❖ 結論:半額負担でも「現物給与」に該当します
会社が従業員に社宅を貸与する場合、社会保険上は「現物給与」として扱われます。
たとえ従業員に家賃の一部(たとえば半額)を負担させても、現物給与の対象外にはなりません。
現物給与とは、現金以外で従業員に支給される経済的価値のあるもの(例:社宅、食事、制服など)を指します。
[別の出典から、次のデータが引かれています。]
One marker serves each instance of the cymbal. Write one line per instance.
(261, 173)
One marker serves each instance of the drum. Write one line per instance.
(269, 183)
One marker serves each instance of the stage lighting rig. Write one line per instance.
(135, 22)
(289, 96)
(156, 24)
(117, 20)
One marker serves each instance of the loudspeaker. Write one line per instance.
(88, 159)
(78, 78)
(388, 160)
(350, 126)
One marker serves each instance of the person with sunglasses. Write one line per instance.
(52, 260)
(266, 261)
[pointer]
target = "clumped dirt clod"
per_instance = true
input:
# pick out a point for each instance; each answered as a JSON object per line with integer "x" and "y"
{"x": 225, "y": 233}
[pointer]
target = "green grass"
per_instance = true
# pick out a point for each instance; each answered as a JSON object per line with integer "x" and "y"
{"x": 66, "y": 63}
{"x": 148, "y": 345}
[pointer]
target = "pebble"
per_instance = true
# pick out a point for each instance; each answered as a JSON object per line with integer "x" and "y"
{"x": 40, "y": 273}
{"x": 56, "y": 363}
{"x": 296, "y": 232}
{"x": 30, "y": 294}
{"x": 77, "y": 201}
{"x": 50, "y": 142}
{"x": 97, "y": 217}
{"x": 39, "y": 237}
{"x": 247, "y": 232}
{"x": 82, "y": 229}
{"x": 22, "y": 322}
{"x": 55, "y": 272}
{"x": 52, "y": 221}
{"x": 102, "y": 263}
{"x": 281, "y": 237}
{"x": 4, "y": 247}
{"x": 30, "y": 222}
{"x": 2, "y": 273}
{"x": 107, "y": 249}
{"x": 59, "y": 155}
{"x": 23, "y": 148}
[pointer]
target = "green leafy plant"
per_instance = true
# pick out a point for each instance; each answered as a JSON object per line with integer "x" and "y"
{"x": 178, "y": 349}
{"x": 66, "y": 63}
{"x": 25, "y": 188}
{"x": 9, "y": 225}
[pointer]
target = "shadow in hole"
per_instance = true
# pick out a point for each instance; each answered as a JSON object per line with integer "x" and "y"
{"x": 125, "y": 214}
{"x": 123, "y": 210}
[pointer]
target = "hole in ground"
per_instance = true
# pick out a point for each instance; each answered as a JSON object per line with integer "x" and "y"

社宅の場合、「会社が負担した部分の家賃」が現物給与として標準報酬月額の算定に反映されます。
❖ 現物給与としての計算方法
現物給与に該当する場合、以下のように計算します。
▶ 現物給与価額の算出式
現物給与価額 = 厚生労働省告示の単価 × 居住用面積 - 従業員の負担額
社宅家賃の半額を従業員に負担させた場合でも、
会社負担分(残りの半額)が「現物給与」として通貨に換算され、
健康保険・厚生年金保険の標準報酬月額に含めて申告します。
❖ 実際の事例
事例:社員寮(社宅)を利用している従業員のケース
- 社宅の時価家賃相当額:6万円
- 従業員負担額:3万円(半額)
- 居住用面積:40㎡
- 厚労省告示単価(例):1㎡あたり1,200円
この場合の現物給与価額は以下のようになります。
1,200円 × 40㎡ = 48,000円
48,000円 − 30,000円(従業員負担)= 18,000円
この18,000円が現物給与の金額となり、
標準報酬月額を決定する際に通貨支給額に加算して取り扱われます。
❖ 実務上の注意点
| 項目 | 留意点 |
|---|---|
| ✅ 算出根拠を明確に | 居住面積や単価の算定方法を明確にし、記録を残しておく。 |
| ✅ 負担割合を明示 | 就業規則や社宅使用契約書に「従業員負担割合」を明記しておく。 |
| ✅ 標準報酬月額への反映 | 現物給与額を含めた正しい報酬月額で届出を行う。 |
| ✅ 福利厚生費との区別 | 完全に福利厚生目的(全額会社負担)でも、課税・保険料上の扱いを確認する。 |
❖ よくある誤解
「従業員が家賃の半分を払っているから現物給与じゃないですよね?」
→ 誤りです。
社会保険では「会社がどの程度負担しているか」が判断基準です。
従業員が一部を負担していても、会社が残りを負担している限り、その分は現物給与に該当します。
❖ 根拠法令
- 健康保険法 第46条(現物給与の価額)
- 厚生年金保険法 第25条(現物給与の価額)
- 厚生労働省告示:現物給与の価額(毎年改定)
❖ まとめ
社宅を従業員に貸与する場合、
- 半額負担でも現物給与に該当する
- 現物給与の価額は厚労省の単価表で計算
- 標準報酬月額に反映する必要がある
このような社宅の取り扱いは、社会保険だけでなく税務上の課税関係にも関わる重要な論点です。
不明点がある場合は、専門家に確認しておくことをおすすめします。